Шарик был псом из нашей деревни, умное и добродушное создание, черный с белой грудкой, всеобщий любимец, разумеется, с лаем бегал за старым директором кооперативного общества, считайте это шуткой — судьба, похоже, тоже повеселилась, она бывает злой, — но когда Бьёргвин распался на куски, Шарик с воем убежал и отправился на восток, фермер сбил его вечером километрах в пятидесяти отсюда, и пес тогда все еще несся во весь опор.

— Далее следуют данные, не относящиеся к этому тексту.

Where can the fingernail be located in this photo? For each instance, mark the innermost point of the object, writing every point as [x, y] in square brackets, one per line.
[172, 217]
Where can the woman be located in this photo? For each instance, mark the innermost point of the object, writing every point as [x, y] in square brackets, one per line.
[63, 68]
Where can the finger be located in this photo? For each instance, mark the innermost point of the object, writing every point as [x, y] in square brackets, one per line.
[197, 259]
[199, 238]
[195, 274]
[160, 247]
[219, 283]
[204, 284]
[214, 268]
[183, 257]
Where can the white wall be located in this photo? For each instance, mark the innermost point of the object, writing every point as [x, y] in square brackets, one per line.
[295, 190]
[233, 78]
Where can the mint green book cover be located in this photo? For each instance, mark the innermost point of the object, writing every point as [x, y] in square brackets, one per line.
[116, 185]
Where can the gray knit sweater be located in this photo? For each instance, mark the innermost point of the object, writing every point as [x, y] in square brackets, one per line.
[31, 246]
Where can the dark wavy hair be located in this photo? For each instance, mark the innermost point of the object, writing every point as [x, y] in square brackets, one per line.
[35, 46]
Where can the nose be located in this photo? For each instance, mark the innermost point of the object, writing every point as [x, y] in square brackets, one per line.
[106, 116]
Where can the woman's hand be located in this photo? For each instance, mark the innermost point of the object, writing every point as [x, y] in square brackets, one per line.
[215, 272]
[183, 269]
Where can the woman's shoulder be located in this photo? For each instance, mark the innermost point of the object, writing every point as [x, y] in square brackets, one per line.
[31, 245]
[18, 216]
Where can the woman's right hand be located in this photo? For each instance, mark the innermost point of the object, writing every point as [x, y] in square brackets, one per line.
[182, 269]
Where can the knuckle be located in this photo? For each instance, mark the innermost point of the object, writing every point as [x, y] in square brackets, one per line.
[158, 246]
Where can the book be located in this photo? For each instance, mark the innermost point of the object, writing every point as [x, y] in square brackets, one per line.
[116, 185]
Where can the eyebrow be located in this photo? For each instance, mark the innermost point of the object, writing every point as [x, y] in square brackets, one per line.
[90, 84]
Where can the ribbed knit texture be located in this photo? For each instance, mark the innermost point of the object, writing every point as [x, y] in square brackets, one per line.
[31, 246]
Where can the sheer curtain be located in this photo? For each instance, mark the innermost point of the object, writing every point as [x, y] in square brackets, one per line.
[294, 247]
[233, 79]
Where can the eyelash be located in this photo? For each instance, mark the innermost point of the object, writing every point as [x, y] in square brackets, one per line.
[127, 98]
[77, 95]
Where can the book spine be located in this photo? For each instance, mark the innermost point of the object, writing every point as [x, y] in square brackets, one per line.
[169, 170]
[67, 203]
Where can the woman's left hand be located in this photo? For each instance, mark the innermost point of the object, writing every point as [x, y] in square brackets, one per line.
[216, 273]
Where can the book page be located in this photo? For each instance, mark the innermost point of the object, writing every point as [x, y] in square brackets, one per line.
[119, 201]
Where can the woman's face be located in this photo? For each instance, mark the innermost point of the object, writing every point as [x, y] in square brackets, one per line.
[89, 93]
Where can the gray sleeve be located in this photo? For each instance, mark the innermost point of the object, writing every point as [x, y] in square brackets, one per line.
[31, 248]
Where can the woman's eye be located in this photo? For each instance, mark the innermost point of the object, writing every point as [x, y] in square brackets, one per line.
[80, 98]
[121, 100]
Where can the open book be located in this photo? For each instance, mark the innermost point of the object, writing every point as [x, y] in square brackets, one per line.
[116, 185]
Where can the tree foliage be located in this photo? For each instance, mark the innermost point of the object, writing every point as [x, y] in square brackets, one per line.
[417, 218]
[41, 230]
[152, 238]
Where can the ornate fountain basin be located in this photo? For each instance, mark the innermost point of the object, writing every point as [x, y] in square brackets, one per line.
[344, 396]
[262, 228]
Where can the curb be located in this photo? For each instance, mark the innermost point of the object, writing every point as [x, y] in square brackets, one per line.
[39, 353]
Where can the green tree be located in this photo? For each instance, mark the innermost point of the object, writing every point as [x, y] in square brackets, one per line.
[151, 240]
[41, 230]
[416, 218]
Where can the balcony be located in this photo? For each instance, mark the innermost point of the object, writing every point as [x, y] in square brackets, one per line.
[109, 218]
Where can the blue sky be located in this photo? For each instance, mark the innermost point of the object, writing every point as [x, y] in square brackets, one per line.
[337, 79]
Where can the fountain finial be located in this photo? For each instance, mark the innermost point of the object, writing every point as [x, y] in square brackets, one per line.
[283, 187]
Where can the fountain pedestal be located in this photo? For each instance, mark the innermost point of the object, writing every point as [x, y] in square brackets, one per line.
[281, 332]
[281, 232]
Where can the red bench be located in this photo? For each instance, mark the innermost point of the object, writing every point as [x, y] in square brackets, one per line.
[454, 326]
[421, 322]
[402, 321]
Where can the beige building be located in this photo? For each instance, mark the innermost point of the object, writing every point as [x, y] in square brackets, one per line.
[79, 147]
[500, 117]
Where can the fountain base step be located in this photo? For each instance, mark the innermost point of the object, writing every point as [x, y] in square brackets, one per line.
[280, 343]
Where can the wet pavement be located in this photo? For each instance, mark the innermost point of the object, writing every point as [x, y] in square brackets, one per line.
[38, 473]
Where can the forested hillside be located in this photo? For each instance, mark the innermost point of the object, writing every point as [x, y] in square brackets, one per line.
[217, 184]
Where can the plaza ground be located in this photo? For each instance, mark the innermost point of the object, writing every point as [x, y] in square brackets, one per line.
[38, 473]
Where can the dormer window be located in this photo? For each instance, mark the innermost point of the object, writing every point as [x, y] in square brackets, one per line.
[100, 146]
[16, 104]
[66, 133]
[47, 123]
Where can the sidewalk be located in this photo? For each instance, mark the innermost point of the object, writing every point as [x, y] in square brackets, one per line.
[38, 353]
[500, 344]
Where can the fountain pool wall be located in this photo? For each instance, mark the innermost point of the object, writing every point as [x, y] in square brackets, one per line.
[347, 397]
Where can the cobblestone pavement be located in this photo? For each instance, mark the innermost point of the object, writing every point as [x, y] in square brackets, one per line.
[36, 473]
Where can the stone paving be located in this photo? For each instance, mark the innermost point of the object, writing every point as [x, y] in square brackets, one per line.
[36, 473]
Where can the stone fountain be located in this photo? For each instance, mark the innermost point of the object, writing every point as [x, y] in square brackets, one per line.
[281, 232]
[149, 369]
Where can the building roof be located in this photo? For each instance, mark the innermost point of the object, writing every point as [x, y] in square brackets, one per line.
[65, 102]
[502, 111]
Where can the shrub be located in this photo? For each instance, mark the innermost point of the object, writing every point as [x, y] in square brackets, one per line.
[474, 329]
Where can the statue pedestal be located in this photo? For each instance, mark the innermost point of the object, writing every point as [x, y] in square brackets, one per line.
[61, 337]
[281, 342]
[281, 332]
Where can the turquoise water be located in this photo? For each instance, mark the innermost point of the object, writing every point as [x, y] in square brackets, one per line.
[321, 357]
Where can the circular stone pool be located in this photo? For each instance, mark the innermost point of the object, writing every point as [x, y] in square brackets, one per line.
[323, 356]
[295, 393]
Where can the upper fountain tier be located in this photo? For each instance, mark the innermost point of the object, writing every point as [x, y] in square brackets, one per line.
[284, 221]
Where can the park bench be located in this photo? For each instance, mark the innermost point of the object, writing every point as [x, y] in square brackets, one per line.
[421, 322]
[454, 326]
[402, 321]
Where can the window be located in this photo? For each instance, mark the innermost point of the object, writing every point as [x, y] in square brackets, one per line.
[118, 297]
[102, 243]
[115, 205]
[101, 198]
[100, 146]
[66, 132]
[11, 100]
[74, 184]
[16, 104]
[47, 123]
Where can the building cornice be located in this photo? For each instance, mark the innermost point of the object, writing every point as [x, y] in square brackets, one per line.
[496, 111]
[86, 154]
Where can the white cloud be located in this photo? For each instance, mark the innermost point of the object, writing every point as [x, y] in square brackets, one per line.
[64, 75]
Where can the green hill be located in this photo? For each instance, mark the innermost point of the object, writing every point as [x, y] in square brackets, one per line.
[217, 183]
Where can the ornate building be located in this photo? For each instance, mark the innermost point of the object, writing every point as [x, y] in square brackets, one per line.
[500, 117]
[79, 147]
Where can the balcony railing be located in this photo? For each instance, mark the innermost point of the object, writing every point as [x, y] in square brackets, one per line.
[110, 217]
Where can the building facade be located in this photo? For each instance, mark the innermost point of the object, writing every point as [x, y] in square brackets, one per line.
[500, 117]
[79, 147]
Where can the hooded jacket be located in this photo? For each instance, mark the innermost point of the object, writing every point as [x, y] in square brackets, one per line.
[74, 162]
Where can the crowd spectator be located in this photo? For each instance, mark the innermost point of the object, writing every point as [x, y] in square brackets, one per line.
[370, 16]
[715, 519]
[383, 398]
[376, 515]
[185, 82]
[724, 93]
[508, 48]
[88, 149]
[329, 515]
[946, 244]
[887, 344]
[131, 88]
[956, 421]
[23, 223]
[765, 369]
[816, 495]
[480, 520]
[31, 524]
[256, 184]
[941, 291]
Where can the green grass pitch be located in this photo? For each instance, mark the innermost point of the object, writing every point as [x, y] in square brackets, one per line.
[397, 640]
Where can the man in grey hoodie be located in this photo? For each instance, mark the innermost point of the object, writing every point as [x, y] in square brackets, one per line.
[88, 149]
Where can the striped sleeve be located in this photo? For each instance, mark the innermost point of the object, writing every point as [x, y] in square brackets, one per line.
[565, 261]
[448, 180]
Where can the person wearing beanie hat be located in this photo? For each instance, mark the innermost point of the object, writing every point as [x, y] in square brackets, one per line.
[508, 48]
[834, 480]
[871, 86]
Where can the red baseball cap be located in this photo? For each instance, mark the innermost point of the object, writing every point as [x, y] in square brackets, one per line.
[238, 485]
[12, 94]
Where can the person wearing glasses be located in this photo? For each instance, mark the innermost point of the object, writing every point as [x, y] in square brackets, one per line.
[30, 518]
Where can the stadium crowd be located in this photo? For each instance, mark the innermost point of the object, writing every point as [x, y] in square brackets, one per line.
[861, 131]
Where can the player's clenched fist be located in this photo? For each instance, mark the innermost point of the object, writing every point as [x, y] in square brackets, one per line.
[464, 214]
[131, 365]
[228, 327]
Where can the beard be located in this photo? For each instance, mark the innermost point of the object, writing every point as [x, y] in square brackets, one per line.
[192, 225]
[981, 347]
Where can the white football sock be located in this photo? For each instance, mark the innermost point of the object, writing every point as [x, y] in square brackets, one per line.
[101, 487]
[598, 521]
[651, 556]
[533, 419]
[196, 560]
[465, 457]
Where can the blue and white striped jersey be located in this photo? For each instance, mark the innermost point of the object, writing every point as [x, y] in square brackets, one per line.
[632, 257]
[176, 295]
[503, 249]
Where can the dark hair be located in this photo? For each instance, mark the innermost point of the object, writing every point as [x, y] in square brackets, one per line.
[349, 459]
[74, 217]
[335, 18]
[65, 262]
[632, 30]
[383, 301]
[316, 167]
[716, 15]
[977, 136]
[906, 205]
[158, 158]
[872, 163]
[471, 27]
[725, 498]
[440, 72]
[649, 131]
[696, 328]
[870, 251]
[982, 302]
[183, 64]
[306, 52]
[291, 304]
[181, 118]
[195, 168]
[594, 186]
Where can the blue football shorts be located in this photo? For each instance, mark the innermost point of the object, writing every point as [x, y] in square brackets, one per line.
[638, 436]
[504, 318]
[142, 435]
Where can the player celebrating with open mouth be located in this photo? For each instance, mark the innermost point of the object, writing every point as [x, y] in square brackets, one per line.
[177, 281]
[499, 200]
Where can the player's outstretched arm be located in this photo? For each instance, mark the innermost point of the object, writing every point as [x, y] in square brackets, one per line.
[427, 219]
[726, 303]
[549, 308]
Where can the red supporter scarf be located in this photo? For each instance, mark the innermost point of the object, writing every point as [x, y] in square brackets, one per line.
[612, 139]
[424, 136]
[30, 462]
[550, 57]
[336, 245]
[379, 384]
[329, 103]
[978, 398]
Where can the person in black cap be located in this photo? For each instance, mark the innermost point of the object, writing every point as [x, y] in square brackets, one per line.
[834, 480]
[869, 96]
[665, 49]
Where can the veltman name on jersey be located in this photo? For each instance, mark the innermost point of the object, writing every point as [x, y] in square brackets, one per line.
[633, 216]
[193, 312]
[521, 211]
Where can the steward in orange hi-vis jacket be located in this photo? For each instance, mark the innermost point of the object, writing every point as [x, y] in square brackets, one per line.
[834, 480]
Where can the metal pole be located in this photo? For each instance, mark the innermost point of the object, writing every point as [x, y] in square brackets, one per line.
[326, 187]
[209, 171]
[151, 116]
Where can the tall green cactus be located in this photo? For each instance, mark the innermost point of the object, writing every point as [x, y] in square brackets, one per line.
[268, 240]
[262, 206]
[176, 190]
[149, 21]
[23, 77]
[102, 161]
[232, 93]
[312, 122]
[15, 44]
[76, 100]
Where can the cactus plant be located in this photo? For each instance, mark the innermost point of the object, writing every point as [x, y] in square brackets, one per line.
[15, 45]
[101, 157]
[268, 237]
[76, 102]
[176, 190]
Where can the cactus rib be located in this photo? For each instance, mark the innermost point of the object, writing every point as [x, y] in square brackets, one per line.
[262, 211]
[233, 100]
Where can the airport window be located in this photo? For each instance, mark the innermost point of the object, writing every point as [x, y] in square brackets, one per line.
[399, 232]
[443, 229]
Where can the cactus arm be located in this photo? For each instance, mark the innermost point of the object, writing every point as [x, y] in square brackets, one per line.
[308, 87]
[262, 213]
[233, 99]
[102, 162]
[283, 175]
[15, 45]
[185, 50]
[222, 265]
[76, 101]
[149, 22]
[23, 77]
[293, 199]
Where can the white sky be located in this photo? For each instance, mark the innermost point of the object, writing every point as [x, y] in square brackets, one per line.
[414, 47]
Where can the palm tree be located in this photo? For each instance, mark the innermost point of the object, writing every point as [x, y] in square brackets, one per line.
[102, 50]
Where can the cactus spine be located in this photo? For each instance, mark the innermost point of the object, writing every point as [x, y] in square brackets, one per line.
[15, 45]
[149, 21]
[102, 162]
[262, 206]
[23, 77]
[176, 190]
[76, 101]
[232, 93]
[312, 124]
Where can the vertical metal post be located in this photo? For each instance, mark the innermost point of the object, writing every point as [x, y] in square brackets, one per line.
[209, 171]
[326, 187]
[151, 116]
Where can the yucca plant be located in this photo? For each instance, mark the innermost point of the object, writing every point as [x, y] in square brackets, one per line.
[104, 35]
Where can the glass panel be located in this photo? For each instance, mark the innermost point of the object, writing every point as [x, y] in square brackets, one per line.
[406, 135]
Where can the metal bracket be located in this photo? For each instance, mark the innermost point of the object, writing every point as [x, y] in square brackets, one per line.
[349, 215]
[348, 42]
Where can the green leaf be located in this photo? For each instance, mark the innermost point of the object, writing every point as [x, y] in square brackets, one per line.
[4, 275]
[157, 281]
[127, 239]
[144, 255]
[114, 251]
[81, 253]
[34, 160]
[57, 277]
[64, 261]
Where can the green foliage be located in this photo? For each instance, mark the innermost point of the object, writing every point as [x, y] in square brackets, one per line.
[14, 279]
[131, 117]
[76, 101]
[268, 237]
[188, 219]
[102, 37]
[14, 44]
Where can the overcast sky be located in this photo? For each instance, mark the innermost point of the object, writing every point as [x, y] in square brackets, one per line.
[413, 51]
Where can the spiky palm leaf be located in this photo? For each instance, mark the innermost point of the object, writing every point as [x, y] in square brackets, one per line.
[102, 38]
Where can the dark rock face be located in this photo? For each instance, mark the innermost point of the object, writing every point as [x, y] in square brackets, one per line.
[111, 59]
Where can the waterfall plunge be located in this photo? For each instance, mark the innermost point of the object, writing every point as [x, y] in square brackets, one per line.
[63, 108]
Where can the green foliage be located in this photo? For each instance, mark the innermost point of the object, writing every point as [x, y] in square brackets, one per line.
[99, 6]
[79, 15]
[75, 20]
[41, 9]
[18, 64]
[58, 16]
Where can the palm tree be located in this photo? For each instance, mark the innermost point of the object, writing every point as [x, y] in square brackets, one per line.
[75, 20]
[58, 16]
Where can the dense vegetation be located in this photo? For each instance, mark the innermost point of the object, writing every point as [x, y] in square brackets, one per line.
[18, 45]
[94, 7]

Несколько недель спустя у нас появился новый директор кооперативного общества, не кто иной, как сам Финн Асгримссон, наконец нам крупно повезло! Как вы помните, Финн только что завершил долгую и успешную карьеру депутата, многократно сидел в министерском кресле, его лицо не сходило с газетных страниц и телевизионных экранов, голос доносился из радиоприемников, он принимал участие в формировании нашего общества, оказав влияние даже на повседневную жизнь, и вот теперь, что же может быть естественнее, оказался в нашей деревне. Нетрудно себе представить, как мы распрямили спины. К сожалению, от работы в комитетах Финн вежливо отказался, однако согласился взять под свое покровительство Союз молодежи, держать речь Семнадцатого июня[3] и писать короткие заметки в местную газету, выходившую десять раз в год. Он быстро вник в дела кооперативного общества: бухгалтерия и все другое на первом этаже находилось в идеальном состоянии в руках Сигрид, и Финн сказал, что старик Бьёргвин вплоть до смерти принимал верные решения, как от него и ожидалось. Нас это заставило призадуматься.
Изучив и благословив деятельность кооперативного общества, Финн несколько дней потратил на то, чтобы ходить по деревне, пожимать людям руку и беседовать. Он заинтересовался историей Астронома, и его отвели к черному дому, но Астроном не откликнулся, хотя они стучали и звонили. Также Финна привела в восторг деятельность Хельги, она разрешила ему звонить в любое время, и днем, и ночью, тогда Финн заерзал, словно его кто-то пощекотал. Затем он вошел в гараж главы администрации, где сидел Йонас в черной полицейской форме.